Übersetzt für Unternehmen heißt das:
Achtsamkeit kann zu mehr Arbeitssicherheit führen. Vor allem stärkt sie die innere Sicherheit der Einzelnen – und damit in Summe die des gesamten Betriebs.

Mythos 3: Achtsamkeit ist ein Esoterik-Trend

Achtsamkeit hat seine Wurzeln im Buddhismus, ist aber weder geheimnisvoll noch mystisch. Welche Auswirkungen Achtsamkeitspraxis auf Körper und Gehirn hat, wurde vielfach fundiert untersucht. Aus wissenschaftlicher Sicht lohnt es sich, das Gehirn mit Achtsamkeit zu trainieren. Das Training wirkt sich neuronal aus, z. B. im Ausbau der Dichte der grauen Substanz, im orbitofrontalen Kortex, der maßgeblich an der Steuerung unserer emotionalen Reaktionen beteiligt ist, und in einem Schrumpfen des Mandelkerns, der Amygdala, die für automatisierte Alarmreaktionen zuständig ist. So wird auch in Stresssituationen eine bessere Selbstregulation möglich.

Übersetzt für Unternehmen heißt das:
Der Umgang mit Stress und herausfordernden Situationen im Miteinander wird bei Beschäftigten aus der Tiefe heraus gestärkt.

Mythos 4: Achtsamkeit ist Sitzen statt Handeln

Das Gegenteil ist der Fall: Achtsamkeit ist die Grundlage für Handeln. Mit klarer Wahrnehmung nach außen wirken kann nur, wer gelernt hat, auch seine inneren Wellen zu reiten. Im Arbeitsalltag ereignet sich ständig etwas, auf das wir mit automatisierten individuellen Fühl-, Denk- und  Verhaltensprogrammen reagieren. Wenn ich mich vom automatisch ablaufenden Reiz-Reaktion-Reflex leiten lasse, bestimmt das auch meine Strategie. Durch Achtsamkeitspraxis können wir wirklich handeln, statt im Hamsterrad getrieben zu sein. 

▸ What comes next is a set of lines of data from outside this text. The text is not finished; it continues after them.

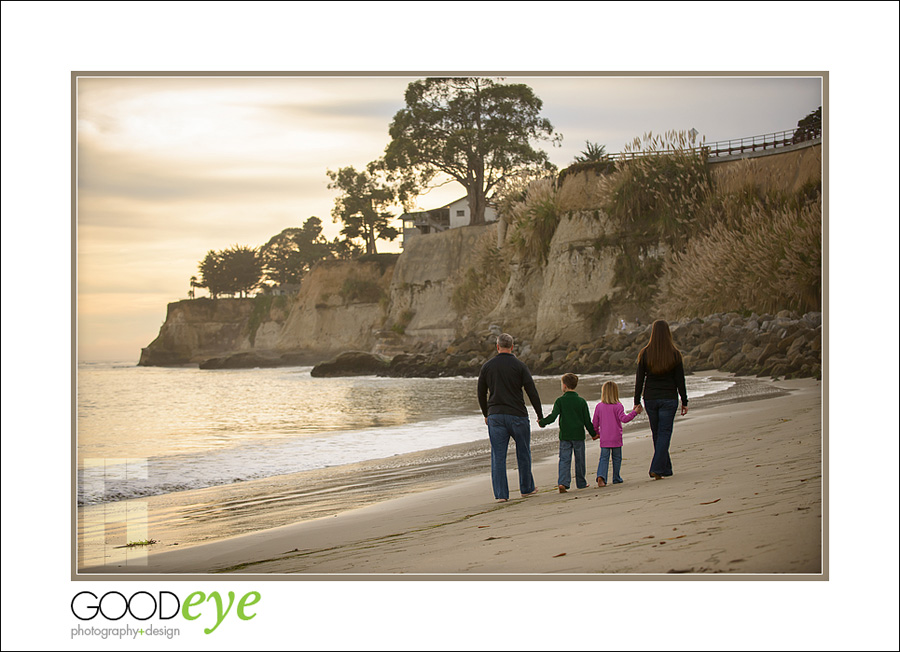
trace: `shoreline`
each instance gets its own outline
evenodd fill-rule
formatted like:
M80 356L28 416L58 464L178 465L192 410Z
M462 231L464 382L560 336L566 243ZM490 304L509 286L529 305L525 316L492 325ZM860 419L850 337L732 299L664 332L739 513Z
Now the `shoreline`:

Übersetzt für Unternehmen heißt das:
Wenn es um die Gestaltung von Veränderung und Zukunftsthemen geht, ist Achtsamkeit eine wichtige Grundlage.

Mythos 5: Achtsamkeit funktioniert sofort

Viele haben die Erwartung, dass sie sich nach einer Achtsamkeitsübung auf eine bestimmte Weise fühlen wollen, zum Beispiel besser oder entspannter. Klappt das nicht, ist oft zu hören: „Achtsamkeit habe ich ausprobiert. Das funktioniert bei mir nicht.“ Doch Achtsamkeit ist eher eine Evolution als eine Revolution. Sie wird wie ein Muskel trainiert: Je regelmäßiger ich trainiere, umso eher nehme ich Ergebnisse wahr.

Für Unternehmen bedeutet das:
Achtsamkeit ist mehr Tiefenarbeit als Tool und fördert Persönlichkeitsentwicklung.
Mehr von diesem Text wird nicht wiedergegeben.